I’m still in the middle of tidying up here, and it’s likely that this task will keep me busy for another week or longer. In the meantime I’ve divided a large basket of books among several “free book exchange shelves” around my home and some more at an “open bookcase” in my favourite coffeehouse in Linz.

Of course I have unearthed many more, new and surprising “trails of breadcrumbs” (of course just metaphorically speaking), each a more or less intense journey back into the past 40 or so years of my life. Whereas I focused in my last blogpost on how it is for me to let go or release this or that relict of my past I want to put the emphasis of my this week’s blogpost on the opposite principle, the, so to say, other side of the coin: the realization of how important it is to not let go of certain things, to keep them and to care for them more than ever before.

One prime example of what I mean is the surprising rediscovery of a tiny box full of old and beloved children’s and youth audio dramas. I’m genuinely curious whether something like this ever existed in the United States or if it’s just one of those quirky trends that inexplicably only emerged in German-speaking countries. Whether it’s acoustic adventures about and with Enid Blyton’s Five Friends, spooky audio dramas, fairy tales, or – as pictured above – the Three Investigators – it’s that I, my sister and apparently many other children of our age “devoured” these recordings.

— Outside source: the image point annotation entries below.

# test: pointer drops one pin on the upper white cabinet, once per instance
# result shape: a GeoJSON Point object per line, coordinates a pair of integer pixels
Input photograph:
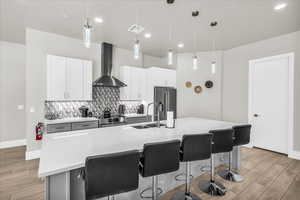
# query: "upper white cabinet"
{"type": "Point", "coordinates": [157, 76]}
{"type": "Point", "coordinates": [68, 79]}
{"type": "Point", "coordinates": [135, 78]}
{"type": "Point", "coordinates": [141, 81]}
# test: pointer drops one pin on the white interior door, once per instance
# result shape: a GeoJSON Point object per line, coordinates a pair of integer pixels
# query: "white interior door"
{"type": "Point", "coordinates": [269, 103]}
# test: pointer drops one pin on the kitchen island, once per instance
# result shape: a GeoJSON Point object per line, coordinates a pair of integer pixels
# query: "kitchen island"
{"type": "Point", "coordinates": [63, 154]}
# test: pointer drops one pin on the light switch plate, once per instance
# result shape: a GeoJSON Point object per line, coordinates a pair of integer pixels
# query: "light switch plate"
{"type": "Point", "coordinates": [32, 110]}
{"type": "Point", "coordinates": [20, 107]}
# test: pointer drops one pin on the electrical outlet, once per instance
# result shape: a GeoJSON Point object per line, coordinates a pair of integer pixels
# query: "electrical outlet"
{"type": "Point", "coordinates": [20, 107]}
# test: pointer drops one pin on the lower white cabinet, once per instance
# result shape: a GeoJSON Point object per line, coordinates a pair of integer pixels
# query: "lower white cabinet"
{"type": "Point", "coordinates": [68, 79]}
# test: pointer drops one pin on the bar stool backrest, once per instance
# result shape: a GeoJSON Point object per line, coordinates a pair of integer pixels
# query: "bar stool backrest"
{"type": "Point", "coordinates": [160, 158]}
{"type": "Point", "coordinates": [111, 174]}
{"type": "Point", "coordinates": [241, 134]}
{"type": "Point", "coordinates": [222, 140]}
{"type": "Point", "coordinates": [196, 147]}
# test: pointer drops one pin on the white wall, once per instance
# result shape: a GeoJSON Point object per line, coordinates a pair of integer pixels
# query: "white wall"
{"type": "Point", "coordinates": [235, 89]}
{"type": "Point", "coordinates": [12, 91]}
{"type": "Point", "coordinates": [208, 103]}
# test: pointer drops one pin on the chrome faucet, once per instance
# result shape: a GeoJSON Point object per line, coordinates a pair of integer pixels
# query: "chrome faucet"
{"type": "Point", "coordinates": [149, 104]}
{"type": "Point", "coordinates": [159, 109]}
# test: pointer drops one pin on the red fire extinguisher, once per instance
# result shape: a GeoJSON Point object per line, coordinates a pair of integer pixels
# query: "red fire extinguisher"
{"type": "Point", "coordinates": [39, 131]}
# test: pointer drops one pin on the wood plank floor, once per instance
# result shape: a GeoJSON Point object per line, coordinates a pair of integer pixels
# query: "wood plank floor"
{"type": "Point", "coordinates": [268, 176]}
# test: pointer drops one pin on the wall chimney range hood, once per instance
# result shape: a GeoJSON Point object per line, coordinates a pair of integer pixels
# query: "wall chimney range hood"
{"type": "Point", "coordinates": [107, 80]}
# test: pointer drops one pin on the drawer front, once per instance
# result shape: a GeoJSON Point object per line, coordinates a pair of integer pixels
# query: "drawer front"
{"type": "Point", "coordinates": [84, 125]}
{"type": "Point", "coordinates": [55, 128]}
{"type": "Point", "coordinates": [134, 120]}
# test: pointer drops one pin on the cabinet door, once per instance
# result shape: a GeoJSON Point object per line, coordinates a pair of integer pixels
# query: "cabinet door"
{"type": "Point", "coordinates": [87, 80]}
{"type": "Point", "coordinates": [141, 84]}
{"type": "Point", "coordinates": [125, 76]}
{"type": "Point", "coordinates": [75, 79]}
{"type": "Point", "coordinates": [56, 78]}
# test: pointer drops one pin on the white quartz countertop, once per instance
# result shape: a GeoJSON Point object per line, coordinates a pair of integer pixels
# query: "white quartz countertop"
{"type": "Point", "coordinates": [135, 115]}
{"type": "Point", "coordinates": [63, 152]}
{"type": "Point", "coordinates": [70, 120]}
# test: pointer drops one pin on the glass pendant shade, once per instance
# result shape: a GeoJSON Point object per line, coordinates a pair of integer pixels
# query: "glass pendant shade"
{"type": "Point", "coordinates": [195, 62]}
{"type": "Point", "coordinates": [87, 34]}
{"type": "Point", "coordinates": [136, 49]}
{"type": "Point", "coordinates": [170, 57]}
{"type": "Point", "coordinates": [213, 67]}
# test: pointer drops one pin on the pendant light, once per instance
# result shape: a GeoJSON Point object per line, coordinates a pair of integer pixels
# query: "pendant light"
{"type": "Point", "coordinates": [195, 62]}
{"type": "Point", "coordinates": [170, 57]}
{"type": "Point", "coordinates": [213, 63]}
{"type": "Point", "coordinates": [170, 51]}
{"type": "Point", "coordinates": [87, 29]}
{"type": "Point", "coordinates": [195, 57]}
{"type": "Point", "coordinates": [136, 49]}
{"type": "Point", "coordinates": [87, 34]}
{"type": "Point", "coordinates": [136, 45]}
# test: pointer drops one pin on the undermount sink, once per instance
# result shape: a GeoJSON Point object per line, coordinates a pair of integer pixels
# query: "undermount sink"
{"type": "Point", "coordinates": [152, 125]}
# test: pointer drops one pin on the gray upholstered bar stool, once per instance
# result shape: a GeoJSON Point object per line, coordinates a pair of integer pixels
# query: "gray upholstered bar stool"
{"type": "Point", "coordinates": [111, 174]}
{"type": "Point", "coordinates": [241, 137]}
{"type": "Point", "coordinates": [193, 148]}
{"type": "Point", "coordinates": [158, 158]}
{"type": "Point", "coordinates": [222, 142]}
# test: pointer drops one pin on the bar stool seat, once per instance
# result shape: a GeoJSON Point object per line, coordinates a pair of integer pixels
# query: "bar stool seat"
{"type": "Point", "coordinates": [241, 137]}
{"type": "Point", "coordinates": [159, 158]}
{"type": "Point", "coordinates": [111, 174]}
{"type": "Point", "coordinates": [194, 147]}
{"type": "Point", "coordinates": [222, 141]}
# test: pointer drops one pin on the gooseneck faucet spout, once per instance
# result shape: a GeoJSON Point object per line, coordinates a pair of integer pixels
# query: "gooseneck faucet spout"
{"type": "Point", "coordinates": [160, 108]}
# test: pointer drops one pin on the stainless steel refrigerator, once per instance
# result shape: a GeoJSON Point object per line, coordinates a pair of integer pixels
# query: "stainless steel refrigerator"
{"type": "Point", "coordinates": [167, 96]}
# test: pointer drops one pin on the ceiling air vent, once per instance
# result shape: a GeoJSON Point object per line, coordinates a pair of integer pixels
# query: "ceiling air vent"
{"type": "Point", "coordinates": [136, 29]}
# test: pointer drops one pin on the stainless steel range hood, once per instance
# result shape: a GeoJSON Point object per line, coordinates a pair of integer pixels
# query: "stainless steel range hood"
{"type": "Point", "coordinates": [107, 80]}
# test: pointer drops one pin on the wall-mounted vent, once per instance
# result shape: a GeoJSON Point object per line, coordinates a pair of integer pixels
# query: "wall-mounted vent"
{"type": "Point", "coordinates": [136, 29]}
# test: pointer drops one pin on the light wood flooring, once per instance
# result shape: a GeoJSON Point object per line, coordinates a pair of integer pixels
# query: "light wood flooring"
{"type": "Point", "coordinates": [268, 175]}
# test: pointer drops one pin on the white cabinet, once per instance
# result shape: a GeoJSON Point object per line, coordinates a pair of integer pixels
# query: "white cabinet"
{"type": "Point", "coordinates": [56, 78]}
{"type": "Point", "coordinates": [135, 78]}
{"type": "Point", "coordinates": [141, 81]}
{"type": "Point", "coordinates": [68, 79]}
{"type": "Point", "coordinates": [159, 77]}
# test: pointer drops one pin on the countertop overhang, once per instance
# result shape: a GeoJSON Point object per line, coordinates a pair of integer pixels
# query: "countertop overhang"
{"type": "Point", "coordinates": [66, 151]}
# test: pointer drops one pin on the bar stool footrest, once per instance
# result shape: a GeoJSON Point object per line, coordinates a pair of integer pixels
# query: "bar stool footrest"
{"type": "Point", "coordinates": [181, 195]}
{"type": "Point", "coordinates": [230, 176]}
{"type": "Point", "coordinates": [143, 196]}
{"type": "Point", "coordinates": [212, 188]}
{"type": "Point", "coordinates": [178, 178]}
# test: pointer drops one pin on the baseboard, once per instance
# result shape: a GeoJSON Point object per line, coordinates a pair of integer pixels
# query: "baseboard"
{"type": "Point", "coordinates": [294, 155]}
{"type": "Point", "coordinates": [31, 155]}
{"type": "Point", "coordinates": [12, 143]}
{"type": "Point", "coordinates": [248, 145]}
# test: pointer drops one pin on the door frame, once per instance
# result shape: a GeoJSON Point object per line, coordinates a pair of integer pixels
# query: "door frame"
{"type": "Point", "coordinates": [290, 130]}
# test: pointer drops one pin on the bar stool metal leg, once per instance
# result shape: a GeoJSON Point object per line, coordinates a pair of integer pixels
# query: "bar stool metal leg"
{"type": "Point", "coordinates": [153, 190]}
{"type": "Point", "coordinates": [212, 187]}
{"type": "Point", "coordinates": [187, 194]}
{"type": "Point", "coordinates": [228, 174]}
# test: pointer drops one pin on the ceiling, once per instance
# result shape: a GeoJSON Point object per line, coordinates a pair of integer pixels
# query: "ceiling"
{"type": "Point", "coordinates": [240, 21]}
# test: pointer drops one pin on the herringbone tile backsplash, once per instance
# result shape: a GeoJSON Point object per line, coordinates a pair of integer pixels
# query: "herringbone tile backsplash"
{"type": "Point", "coordinates": [102, 97]}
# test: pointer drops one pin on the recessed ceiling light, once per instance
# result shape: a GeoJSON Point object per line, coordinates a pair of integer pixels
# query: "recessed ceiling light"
{"type": "Point", "coordinates": [98, 20]}
{"type": "Point", "coordinates": [280, 6]}
{"type": "Point", "coordinates": [180, 45]}
{"type": "Point", "coordinates": [147, 35]}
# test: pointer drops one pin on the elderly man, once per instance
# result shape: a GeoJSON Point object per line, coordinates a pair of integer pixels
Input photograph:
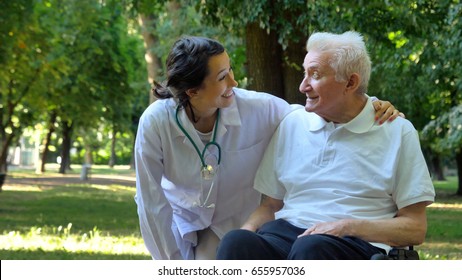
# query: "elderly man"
{"type": "Point", "coordinates": [335, 184]}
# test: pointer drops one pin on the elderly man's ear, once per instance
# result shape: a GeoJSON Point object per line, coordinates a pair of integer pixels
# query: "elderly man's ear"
{"type": "Point", "coordinates": [353, 83]}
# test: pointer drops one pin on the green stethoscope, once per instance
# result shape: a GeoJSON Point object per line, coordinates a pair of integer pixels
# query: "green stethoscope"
{"type": "Point", "coordinates": [208, 172]}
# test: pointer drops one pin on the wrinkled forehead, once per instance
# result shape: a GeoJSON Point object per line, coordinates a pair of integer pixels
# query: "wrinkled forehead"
{"type": "Point", "coordinates": [316, 59]}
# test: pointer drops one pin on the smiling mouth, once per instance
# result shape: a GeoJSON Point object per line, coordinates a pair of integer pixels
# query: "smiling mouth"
{"type": "Point", "coordinates": [229, 94]}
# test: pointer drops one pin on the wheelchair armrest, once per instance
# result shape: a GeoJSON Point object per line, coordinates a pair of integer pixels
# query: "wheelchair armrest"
{"type": "Point", "coordinates": [398, 254]}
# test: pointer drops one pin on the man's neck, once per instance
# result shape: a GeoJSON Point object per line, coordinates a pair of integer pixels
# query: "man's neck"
{"type": "Point", "coordinates": [348, 110]}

Now, so many years later, I’m beginning to realize just how much this media format shaped me in hindsight. A two-sided cassette tape, with its ominous (yet timelessly expressive) cover art, could unlock 2×30 minutes of pure imagination through my then young ears, opening up entirely new worlds through sound alone.

Once again I find it almost impossible to put the feelings I had when I stumbled upon that box of old audio dramas in words. It’s like seeing an old childhood friend for the first time in decades again, only to realize that nothing about him or her has changed ever since. With just the push of a button, you could relive the same joy you had about 35 years ago. Happiness, nostalgia, excitement, awe – the usual emotional lineup for sentimental souls like me.

So this time it isn’t just about letting go and forgetting. It’s equally about remembering and holding on. Tidying up and reminiscing, like life itself, is rarely a straight path or a straight story. Even here that process can and maybe should meander. I find it wonderful not to act according to rigid rules. Every breadcrumb matters and deserves its place and attention. Marie Kondo would likely nod and laugh in agreement. In the end, it’s also about valuing things, recognizing their personal significance, honoring them as kind-hearted messengers of and to the past, and, ultimately: about keeping them, with double the care.